On répète souvent dans ces pages qu'au cinéma - et dans l'opinion publique - le drame a meilleure presse que la comédie (un estimé collègue parlait de « tyrannie du sujet »). Qu'une performance d'acteur dramatique valait bien davantage qu'une performance comique, qu'il y avait plus de mérite à faire pleurer qu'à faire rire, et que la comédie, ça ne peut pas être sérieux. Mais ça l'est. De nombreuses comédies ayant pris l'affiche ces dernières années (et dont on a abondamment parlé ici) l'ont prouvé : ce n'est pas parce qu'on est drôle qu'on ne dit rien, et certaines d'entre elles demeurent de fascinantes explorations de la psyché humaine, souvent bien plus crédibles que certains drames tirant sur le mélo.
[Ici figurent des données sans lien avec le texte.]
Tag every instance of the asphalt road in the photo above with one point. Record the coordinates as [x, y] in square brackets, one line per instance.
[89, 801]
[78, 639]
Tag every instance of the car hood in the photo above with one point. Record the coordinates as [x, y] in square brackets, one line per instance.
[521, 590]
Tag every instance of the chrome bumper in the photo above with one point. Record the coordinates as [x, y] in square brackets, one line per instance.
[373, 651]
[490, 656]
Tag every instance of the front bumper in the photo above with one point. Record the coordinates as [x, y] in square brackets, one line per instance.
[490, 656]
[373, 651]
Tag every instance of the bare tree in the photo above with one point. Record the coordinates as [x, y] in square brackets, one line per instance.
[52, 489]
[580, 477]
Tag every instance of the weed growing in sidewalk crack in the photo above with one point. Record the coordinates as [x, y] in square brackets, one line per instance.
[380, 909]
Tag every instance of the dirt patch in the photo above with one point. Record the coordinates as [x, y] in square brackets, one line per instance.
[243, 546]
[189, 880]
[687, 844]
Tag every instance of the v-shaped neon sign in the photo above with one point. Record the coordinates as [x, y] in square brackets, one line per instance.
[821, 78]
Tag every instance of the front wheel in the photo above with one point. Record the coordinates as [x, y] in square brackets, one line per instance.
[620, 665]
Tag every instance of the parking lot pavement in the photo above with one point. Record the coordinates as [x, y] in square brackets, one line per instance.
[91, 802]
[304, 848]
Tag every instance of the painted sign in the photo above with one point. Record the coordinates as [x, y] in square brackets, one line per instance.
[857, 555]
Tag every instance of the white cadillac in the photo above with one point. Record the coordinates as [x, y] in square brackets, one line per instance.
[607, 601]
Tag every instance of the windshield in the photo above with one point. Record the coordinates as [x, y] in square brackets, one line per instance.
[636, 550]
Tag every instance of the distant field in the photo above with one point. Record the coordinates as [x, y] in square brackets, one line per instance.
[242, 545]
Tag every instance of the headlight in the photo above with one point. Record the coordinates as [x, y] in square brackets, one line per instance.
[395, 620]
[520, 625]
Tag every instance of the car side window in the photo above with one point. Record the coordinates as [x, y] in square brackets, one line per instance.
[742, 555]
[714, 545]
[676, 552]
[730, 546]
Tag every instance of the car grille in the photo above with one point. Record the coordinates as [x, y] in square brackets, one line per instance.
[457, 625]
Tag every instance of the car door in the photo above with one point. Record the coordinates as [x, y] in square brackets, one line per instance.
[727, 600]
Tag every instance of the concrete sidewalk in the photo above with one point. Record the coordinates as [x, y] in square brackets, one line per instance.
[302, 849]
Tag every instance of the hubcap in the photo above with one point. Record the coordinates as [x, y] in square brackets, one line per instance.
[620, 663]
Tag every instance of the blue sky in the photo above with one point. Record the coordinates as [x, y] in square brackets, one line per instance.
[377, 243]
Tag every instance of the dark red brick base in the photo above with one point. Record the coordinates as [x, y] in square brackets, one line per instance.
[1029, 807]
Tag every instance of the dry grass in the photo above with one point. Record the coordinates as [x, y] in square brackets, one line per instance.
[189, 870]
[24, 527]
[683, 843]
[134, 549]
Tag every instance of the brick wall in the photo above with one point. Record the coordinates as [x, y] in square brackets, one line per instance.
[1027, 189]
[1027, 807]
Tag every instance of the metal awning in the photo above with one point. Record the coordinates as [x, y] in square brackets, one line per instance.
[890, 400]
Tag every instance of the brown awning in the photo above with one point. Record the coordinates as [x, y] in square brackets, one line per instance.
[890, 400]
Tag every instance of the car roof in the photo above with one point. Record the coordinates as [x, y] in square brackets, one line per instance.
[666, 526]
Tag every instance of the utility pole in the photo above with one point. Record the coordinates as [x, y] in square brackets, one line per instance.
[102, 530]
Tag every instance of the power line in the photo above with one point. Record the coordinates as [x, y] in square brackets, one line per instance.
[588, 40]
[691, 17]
C'est un peu la mission que se donne Lola Versus. Être actuel et être honnête quant aux aspirations de son personnage, donc des spectateurs de son statut socio-démographique (tous ceux et celles qui voudront bien s'y identifier, finalement). Mais malgré le charme irréfutable de Greta Gerwig, jamais ce personnage ne semble suffisamment complexe ni maîtrisé pour mériter un long métrage en entier. Certaines scènes fonctionnent très bien, mais bientôt, le film tire davantage vers la suite de sketchs à l'intérêt inégal que vers le long métrage de fiction. D'autant que ses revirements tirent vers le soap...
Que le personnage soit en processus d'être défini (d'écriture, en quelque sorte), ne serait pas un problème s'il pouvait compter sur des personnages secondaires forts. Ici cependant, autant les parents trop cool pour être vrais que la meilleure amie désespérée, que le meilleur ami dont on tombe amoureux et que l'étrange (et gênant, hi hi) flirt d'un soir (pédant et ennuyeux) sont particulièrement stéréotypés et peu originaux. Ils sont tirés d'autant de comédies plus réussies qui avaient au moins l'intérêt d'être inédites.
À tout le moins, Lola Versus parvient à éviter le piège du désintérêt total et est parsemé de répliques efficaces, de petites vérités sur des petits détails de la vie et de moments émouvants et/ou drôles; les gens qui en sont responsables ont apparemment du talent, il est simplement mal exploité. Car pour autant de ces moments, on peut compter une tentative d'humour ratée et un cliché désolant. Ce qui fait qu'une fois qu'on a appris à connaître Lola, on s'en désintéresse vite; avec raison d'ailleurs, tellement la finale moralisatrice est plaquée.
La réalisation de Daryl Wein est sans doute responsable en partie de cet échec; jamais le réalisateur ne parvient à se distinguer de ces - excellents - films américains indépendants qui prennent de plus en plus souvent l'affiche chez nous (50/50, Cyrus, Beginners), d'autant que Gerwig en est souvent la vedette (Damsels in Distress, Greenberg); Wein emprunte leur style, leur mise en scène, et on est constamment en terrain connu.
Lola Versus est davantage une synthèse de ce que l'on sait déjà qu'une proposition nouvelle.